5W30 Dexos2 oil by the litre is GM part number 88865157.


----------



## 70AARCUDA (Nov 14, 2010)

FWIW, here is Valvoline (Ashland Oil) info on *dexos™ 1* & *2*: Valvoline and the GM dexos Specification

...note carefully the last sentence of statement 4)


----------



## Cruze2.0Diesel (Jun 30, 2013)

That is the list I have EcoDave, thank you.

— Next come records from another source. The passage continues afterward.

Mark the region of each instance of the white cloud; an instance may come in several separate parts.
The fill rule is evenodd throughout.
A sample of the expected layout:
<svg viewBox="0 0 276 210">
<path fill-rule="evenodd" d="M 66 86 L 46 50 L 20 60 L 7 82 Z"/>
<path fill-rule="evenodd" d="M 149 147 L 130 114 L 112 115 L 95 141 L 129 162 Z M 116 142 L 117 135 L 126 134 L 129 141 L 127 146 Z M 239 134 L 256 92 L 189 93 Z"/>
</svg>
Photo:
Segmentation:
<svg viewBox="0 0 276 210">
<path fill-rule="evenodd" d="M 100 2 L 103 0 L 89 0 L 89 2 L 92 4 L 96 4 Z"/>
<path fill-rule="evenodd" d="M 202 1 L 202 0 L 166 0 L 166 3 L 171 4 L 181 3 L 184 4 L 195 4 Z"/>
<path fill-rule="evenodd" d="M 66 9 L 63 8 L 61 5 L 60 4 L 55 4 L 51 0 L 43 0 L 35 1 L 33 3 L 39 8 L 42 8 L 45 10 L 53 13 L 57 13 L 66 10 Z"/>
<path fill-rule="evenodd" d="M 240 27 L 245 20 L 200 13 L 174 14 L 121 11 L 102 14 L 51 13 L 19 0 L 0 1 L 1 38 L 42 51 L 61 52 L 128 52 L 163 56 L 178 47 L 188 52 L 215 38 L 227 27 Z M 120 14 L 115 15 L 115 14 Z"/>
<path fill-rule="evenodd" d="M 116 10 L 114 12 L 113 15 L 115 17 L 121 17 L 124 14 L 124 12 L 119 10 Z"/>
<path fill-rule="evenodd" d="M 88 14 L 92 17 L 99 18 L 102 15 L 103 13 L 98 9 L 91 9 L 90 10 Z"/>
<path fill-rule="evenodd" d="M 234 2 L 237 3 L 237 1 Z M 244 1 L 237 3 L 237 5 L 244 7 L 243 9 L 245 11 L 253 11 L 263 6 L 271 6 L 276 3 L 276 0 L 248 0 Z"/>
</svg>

My zip code is 76180 Dallas, Tx area, I'll check on what GM is charging for that stuff, you have any idea Tomko?


----------



## Diesel Dan (May 18, 2013)

70AARCUDA said:


> ...note carefully the last sentence of statement 4)





> In the owners manual it specifically states that a "dexos licensed *or equivalent*" product should be used..

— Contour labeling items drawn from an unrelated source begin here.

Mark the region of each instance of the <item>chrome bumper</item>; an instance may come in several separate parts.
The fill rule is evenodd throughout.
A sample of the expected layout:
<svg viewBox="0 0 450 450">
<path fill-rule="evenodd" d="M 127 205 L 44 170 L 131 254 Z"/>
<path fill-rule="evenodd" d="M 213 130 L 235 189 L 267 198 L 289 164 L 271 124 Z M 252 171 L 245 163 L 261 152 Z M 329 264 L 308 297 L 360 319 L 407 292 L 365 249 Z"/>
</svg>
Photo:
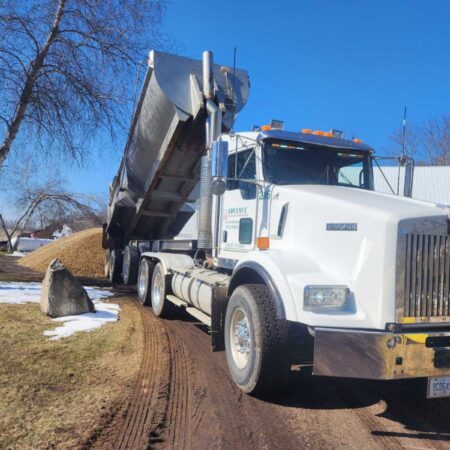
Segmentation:
<svg viewBox="0 0 450 450">
<path fill-rule="evenodd" d="M 450 332 L 316 328 L 313 373 L 373 380 L 450 375 Z"/>
</svg>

There are several oil producers that do not wish to pay the Dexos licensing fee but make compatible products.


----------



## EcoDave (Mar 7, 2013)

> [h=3]4. Do I have to use a dexos licensed product to maintain warranty for my 2011MY GM vehicle?[/h][h=3]Federal law prohibits GM from requiring you to use a dexos licensed product to maintain warranty.
> [/h]



That is interesting...


----------



## Tomko (Jun 1, 2013)




----------



## Cruze2.0Diesel (Jun 30, 2013)

70AARCUDA - I read that information, but do a search for Maxlife 'Valvoline' transmission fluid and you will see that the wrong oil can cause you issues and void the warranty, the manufacturer will not cover the damage. Not to dog on Valvoline, I run it myself in my 97 and it works great, but it should at least say that it meets the Dexos2 specifications.


----------



## Cruze2.0Diesel (Jun 30, 2013)

Stopped by the GM parts department to price out the oil and it isn't too bad, the oil filter is pretty expensive though. Looks like a fairly mid range price, I would save about $10 doing a full synthetic change with Mobil1 on my other cars. On a side note I had a real nice looking white LTZ Cruze next to me on the highway, driver wasn't bad looking either.


----------



## Diesel Dan (May 18, 2013)

Cruze2.0Diesel said:


> 70AARCUDA - I read that information, but do a search for Maxlife 'Valvoline' transmission fluid and you will see that *the wrong oil can cause you issues and void the warranty,* the manufacturer will not cover the damage.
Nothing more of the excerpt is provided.